Page MenuHomePhabricator

Use a query param for cache-busting instead of suffixing the filename
Closed, DeclinedPublic

Description

The current cache busting strategy for static assets on the portal uses a file-hash suffixed to the end of a filename, such as index-309ffl4.js. If this file is improperly cached, it could lead to a 404 page instead.

Using a cache-busting solution such as index.js?309ffl4would prevent this issue.

It should be noted that this could lead to a situation where the JS file is expired but the HTML is not, leading the HTML to load a newer version of the JS file than was intended. This however, is still preferable than having the JS file return a 404.

Event Timeline

Restricted Application added a subscriber: Aklapper. · View Herald TranscriptFeb 22 2017, 8:49 PM

Switching from a hash suffix to a query param reduces the problem, BUT does not solve it.

  • In the hash suffix option, one can get a 404 on the .js files. However, this would not be a problem if the page was fully able to work without JavaScript, without its JavaScript assets.
  • In the query param option, one can have a JS file that is incompatible with the .html file. This can lead to conflicts (errors and exceptions) that can prevent the entire page from working properly.

In my humble opinion, the hash suffix is still a better option (more predictability: we know it works, otherwise we know how it fails), but we need to improve the fallback mechanism with T158809: Prevent javascript from hiding page content indefinitely


There is an option that works in both scenarios though:

But it wouldn't be so easy with our build setup.


In conclusion, I'm still in favor of the hash suffix.

mxn added a subscriber: mxn.EditedFeb 23 2017, 12:39 AM

A query parameter would also make changes easier to review in gerrit, if I'm not mistaken.

A query parameter would also make changes easier to review in gerrit, if I'm not mistaken.

Not really, these JS files are minified.

Per T158782, given that in case of bad deployments, the new url may be accessed by clients before the new file is deployed, using query strings would make things worse as it would result in a HTTP 200 response that will be cached indefinitely. It would require manual purging to recover. And even then, it won't correct any downstream proxies or browser caches.

There is a way to make it work, but it requires proxying the request for the static files through a service that will verify the query string with the file hash and, in case of a mismatch, it would have to return a custom Cache-Control header with a shorter max-age (e.g. 1 minute) to avoid cache poisoning.

This is the approach I ended up taking for a "wmf-config-multiversion" compatible approach to serving static files for MediaWiki. (See wmfstatic for details). However, the circumstances in ResourceLoader and MediaWiki make it difficult to create new file paths in a scalable way.

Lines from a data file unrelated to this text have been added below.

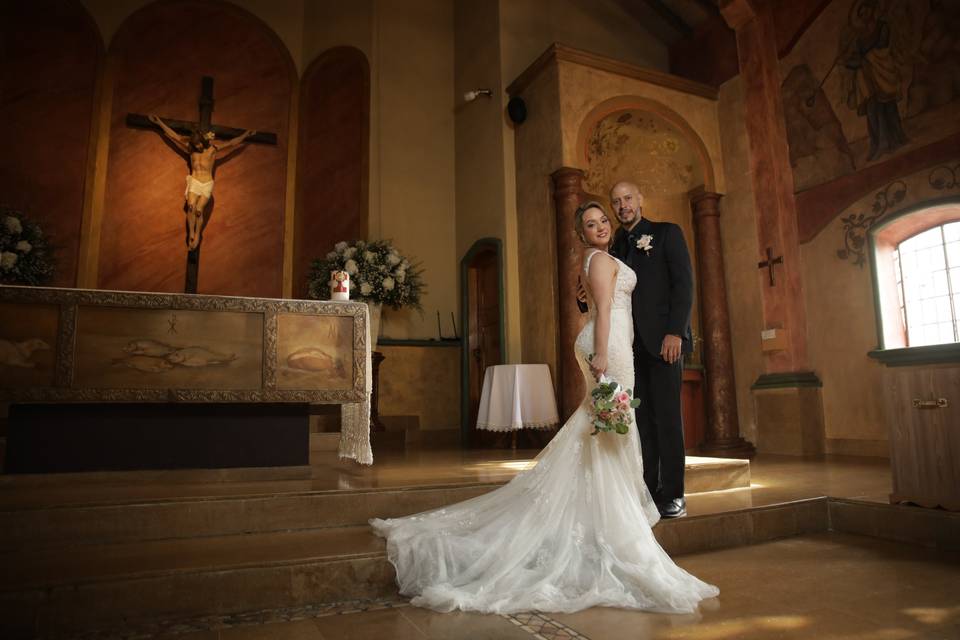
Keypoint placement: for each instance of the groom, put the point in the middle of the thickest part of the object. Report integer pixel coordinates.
(662, 301)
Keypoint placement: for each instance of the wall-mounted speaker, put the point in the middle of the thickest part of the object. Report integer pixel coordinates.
(517, 110)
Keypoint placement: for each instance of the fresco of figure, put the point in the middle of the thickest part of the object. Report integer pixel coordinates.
(873, 82)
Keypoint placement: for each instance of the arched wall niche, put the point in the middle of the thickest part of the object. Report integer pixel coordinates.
(332, 167)
(646, 142)
(156, 63)
(670, 125)
(52, 54)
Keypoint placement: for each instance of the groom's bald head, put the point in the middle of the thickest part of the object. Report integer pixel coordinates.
(626, 202)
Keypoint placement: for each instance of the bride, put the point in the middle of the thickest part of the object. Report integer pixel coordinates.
(574, 531)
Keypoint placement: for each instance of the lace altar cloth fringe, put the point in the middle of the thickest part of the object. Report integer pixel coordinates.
(355, 416)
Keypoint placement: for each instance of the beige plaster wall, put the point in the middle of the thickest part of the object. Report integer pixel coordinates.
(414, 78)
(527, 28)
(842, 327)
(740, 250)
(284, 17)
(584, 88)
(600, 26)
(422, 382)
(539, 152)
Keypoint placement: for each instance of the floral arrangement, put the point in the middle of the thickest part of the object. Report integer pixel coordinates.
(611, 407)
(26, 257)
(378, 274)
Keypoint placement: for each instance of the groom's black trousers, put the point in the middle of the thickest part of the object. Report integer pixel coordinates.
(659, 420)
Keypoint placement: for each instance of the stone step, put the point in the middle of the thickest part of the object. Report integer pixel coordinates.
(71, 525)
(76, 515)
(60, 592)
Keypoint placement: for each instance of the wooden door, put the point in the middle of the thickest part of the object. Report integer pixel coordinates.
(483, 340)
(923, 406)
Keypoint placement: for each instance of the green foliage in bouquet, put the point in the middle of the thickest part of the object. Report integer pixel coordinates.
(612, 407)
(378, 274)
(26, 258)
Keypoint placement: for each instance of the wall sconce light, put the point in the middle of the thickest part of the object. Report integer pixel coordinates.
(470, 96)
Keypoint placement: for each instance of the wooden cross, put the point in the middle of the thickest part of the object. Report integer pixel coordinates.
(184, 127)
(769, 263)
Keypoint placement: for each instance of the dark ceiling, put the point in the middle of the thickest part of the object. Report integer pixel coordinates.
(671, 20)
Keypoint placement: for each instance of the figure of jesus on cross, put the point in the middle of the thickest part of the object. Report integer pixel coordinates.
(203, 151)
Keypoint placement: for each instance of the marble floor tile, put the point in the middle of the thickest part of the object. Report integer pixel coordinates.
(460, 625)
(369, 625)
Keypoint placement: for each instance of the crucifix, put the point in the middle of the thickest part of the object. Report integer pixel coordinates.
(197, 140)
(769, 263)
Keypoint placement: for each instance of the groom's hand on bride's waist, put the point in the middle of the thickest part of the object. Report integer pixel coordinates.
(672, 348)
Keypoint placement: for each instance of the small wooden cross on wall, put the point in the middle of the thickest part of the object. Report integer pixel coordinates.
(769, 263)
(187, 128)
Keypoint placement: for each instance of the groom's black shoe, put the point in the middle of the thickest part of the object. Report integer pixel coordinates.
(673, 508)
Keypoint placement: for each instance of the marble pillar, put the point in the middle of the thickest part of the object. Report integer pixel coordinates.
(567, 196)
(722, 432)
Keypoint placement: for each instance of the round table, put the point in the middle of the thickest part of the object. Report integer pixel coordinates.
(517, 396)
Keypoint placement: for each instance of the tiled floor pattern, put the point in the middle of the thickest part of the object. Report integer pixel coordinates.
(823, 586)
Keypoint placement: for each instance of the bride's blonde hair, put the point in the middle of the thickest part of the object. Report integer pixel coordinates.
(578, 216)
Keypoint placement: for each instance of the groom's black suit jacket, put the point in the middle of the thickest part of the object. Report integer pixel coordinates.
(663, 297)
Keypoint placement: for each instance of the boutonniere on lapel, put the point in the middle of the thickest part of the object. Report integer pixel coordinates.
(645, 244)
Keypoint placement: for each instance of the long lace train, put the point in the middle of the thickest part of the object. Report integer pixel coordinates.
(571, 533)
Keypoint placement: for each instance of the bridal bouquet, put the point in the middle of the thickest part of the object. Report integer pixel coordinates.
(26, 258)
(611, 407)
(378, 274)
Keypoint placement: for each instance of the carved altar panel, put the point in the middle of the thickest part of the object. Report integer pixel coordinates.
(106, 346)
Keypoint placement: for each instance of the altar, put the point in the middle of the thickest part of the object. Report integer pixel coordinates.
(107, 380)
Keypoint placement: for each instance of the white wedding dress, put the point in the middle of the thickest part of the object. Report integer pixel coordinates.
(571, 533)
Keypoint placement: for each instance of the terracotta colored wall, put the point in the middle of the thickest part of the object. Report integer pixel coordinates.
(48, 72)
(421, 381)
(332, 164)
(158, 66)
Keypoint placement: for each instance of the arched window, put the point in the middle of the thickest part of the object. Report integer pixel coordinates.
(927, 271)
(915, 257)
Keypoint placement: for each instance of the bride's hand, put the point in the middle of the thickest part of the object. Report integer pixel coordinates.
(598, 365)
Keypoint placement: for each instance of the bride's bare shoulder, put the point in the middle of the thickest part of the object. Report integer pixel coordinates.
(595, 258)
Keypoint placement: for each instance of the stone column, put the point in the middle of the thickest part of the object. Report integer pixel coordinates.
(722, 431)
(567, 196)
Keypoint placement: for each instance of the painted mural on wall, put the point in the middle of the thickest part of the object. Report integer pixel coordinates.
(641, 146)
(870, 79)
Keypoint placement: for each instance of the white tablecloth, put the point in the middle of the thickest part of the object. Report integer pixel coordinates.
(517, 396)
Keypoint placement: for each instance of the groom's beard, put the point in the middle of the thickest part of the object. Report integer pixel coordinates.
(628, 226)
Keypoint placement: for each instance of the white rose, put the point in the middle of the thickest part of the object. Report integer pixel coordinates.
(8, 259)
(13, 224)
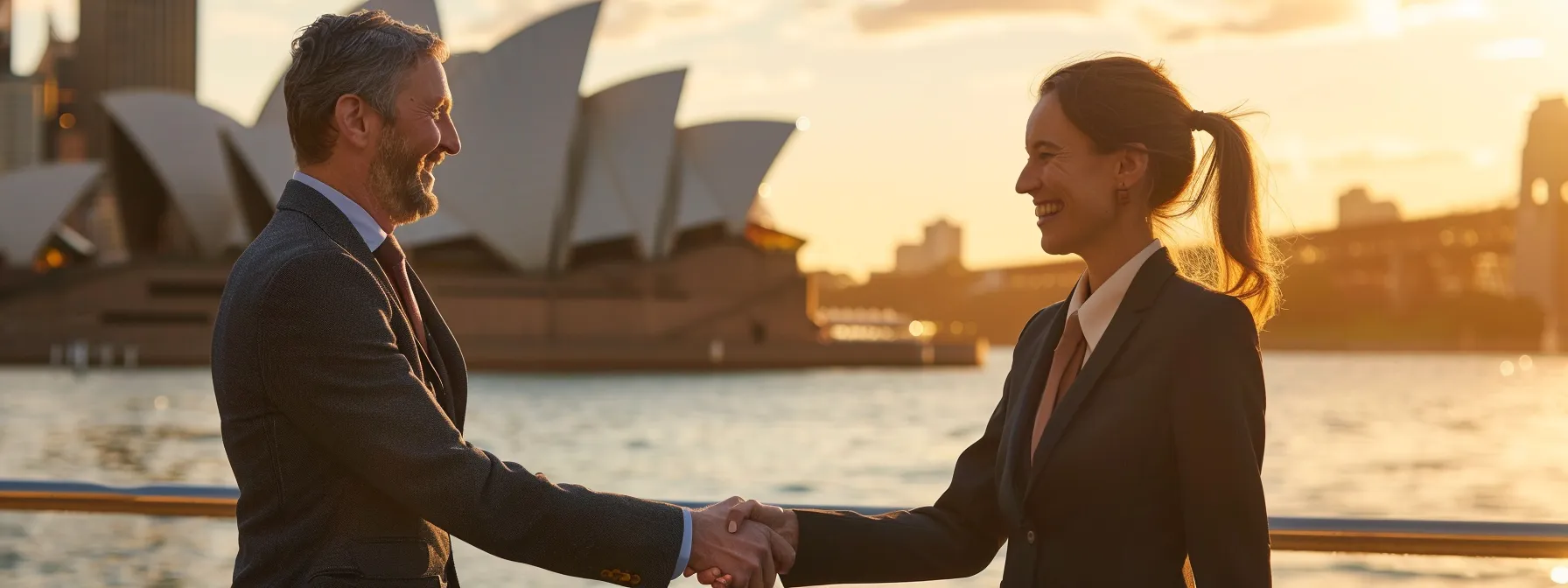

For the portals I agree with @JGirault and would also recommend against query strings.

Let's go ahead and get this fixed as best we can - knowing that changing this might have unexpected consequences. I think the approach written here seems quite reasonable: T158808#3048716.

@Gehel can you take a look and let us know your thoughts on it?

MaxSem added a subscriber: MaxSem.Feb 23 2017, 7:35 PM

I'm also in support of unique filenames as opposed to query strings. The solution to transient 404s would be to restrict their cache lifetime. Considering this static content only, and that the number of possible cache objects is very small, I would say that even 15 seconds is acceptable.

Jdrewniak closed this task as Declined.Feb 24 2017, 12:34 PM

Given all the rationale above, it seems best to leave the cache-busting filenames as is, therefore marking this task declined.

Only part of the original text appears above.